Hennigan persuasive, Menino evasive
By Maggie Mulvihill, Boston Herald
Thursday, September 29, 2005
City Councilor Maura Hennigan enhanced her bid to
be the first woman to serve as Boston's mayor with an on-point televised
town meeting performance last night.
But Mayor Thomas M. Menino - while somewhat staggered - suffered
no serious damage to his hopes of defending his seat.
Poised and armed with a ready command of statistics, city budget
expenditures, school information and examples of failures of city
services, Hennigan appeared calm and confident during the session
hosted by WGBH Channel 2's Emily Rooney.
By contrast, the mayor danced around hot topics such as taxes,
housing, potholes and street sweeping.
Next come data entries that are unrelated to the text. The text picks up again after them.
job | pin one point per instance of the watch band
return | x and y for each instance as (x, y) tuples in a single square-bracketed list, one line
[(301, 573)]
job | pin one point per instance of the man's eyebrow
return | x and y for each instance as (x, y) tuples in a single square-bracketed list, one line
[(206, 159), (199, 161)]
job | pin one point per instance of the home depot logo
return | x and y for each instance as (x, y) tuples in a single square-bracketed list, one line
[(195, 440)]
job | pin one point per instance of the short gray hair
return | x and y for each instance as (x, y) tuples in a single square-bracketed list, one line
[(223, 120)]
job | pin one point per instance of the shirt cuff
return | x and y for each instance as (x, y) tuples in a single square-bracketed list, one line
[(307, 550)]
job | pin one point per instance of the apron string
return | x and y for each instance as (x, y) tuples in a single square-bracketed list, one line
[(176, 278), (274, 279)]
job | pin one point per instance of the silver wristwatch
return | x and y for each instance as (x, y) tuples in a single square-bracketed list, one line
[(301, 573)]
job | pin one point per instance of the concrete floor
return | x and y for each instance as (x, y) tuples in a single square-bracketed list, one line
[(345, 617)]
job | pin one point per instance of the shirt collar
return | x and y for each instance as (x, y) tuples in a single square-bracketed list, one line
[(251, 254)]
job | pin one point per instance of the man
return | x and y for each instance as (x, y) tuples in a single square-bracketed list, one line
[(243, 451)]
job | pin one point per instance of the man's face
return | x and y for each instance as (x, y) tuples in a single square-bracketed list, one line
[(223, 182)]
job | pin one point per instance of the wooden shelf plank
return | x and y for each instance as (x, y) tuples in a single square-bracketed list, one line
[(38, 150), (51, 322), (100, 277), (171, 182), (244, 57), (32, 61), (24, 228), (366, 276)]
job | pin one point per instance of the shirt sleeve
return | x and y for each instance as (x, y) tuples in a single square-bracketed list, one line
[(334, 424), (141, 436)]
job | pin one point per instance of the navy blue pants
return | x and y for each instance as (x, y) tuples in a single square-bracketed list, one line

While repeatedly calling
for ``partnerships,'' he at times appeared to be blaming neighborhood
residents for failing to help the city provide better services.
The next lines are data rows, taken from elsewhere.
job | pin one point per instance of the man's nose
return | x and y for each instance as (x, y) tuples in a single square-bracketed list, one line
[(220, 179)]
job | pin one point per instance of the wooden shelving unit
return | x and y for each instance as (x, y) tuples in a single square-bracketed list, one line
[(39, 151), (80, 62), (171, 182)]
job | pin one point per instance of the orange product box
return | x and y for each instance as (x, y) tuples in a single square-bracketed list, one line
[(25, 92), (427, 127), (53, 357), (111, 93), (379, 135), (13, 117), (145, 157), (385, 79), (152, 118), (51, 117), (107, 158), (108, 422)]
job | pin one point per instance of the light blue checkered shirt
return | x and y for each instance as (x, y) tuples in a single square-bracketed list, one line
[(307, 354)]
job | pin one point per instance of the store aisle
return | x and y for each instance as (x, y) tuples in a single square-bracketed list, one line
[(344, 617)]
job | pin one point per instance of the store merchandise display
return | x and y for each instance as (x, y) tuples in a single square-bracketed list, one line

And when pushed back on the city government's shortcomings, he
retreated to a tired defense the state and federal governments are
to blame.
Hennigan appeared to personally connect with the town meeting
audience members - discounting her image as a longtime City Hall
insider and stealing a page from Menino's playbook that has cast
him as the regular guy in touch with the neighborhoods.
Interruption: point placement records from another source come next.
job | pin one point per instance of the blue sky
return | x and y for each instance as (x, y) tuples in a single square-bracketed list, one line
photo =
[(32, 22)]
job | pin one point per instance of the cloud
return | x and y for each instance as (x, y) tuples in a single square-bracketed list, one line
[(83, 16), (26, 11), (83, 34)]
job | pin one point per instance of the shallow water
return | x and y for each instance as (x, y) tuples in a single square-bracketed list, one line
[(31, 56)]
When Naida Simpson of Dorchester told Menino her car was falling
apart because of potholes, Hennigan recounted suffering a broken
ankle upon falling in a pothole.
When Eugene Timory of West Roxbury asked about ways to keep fleeing
parents from leaving the Boston Public School system, Hennigan reminded
voters she taught there for many years.
Menino scored points with a largely positive message that sounded
sincere albeit roughly assembled - yet failed to put to rest criticism
he should have seen coming.
On the city's questionable disaster evacuation plan, for example,
the mayor said simply, ``It's a plan that moves people around,''
and ``We're finding locations to put people'' in the event of a
disaster.
Still, with voters hardly focused on an election still six weeks
away and no other TV encounters scheduled, the points scored by
longshot Hennigan might well be a case of too little - too soon.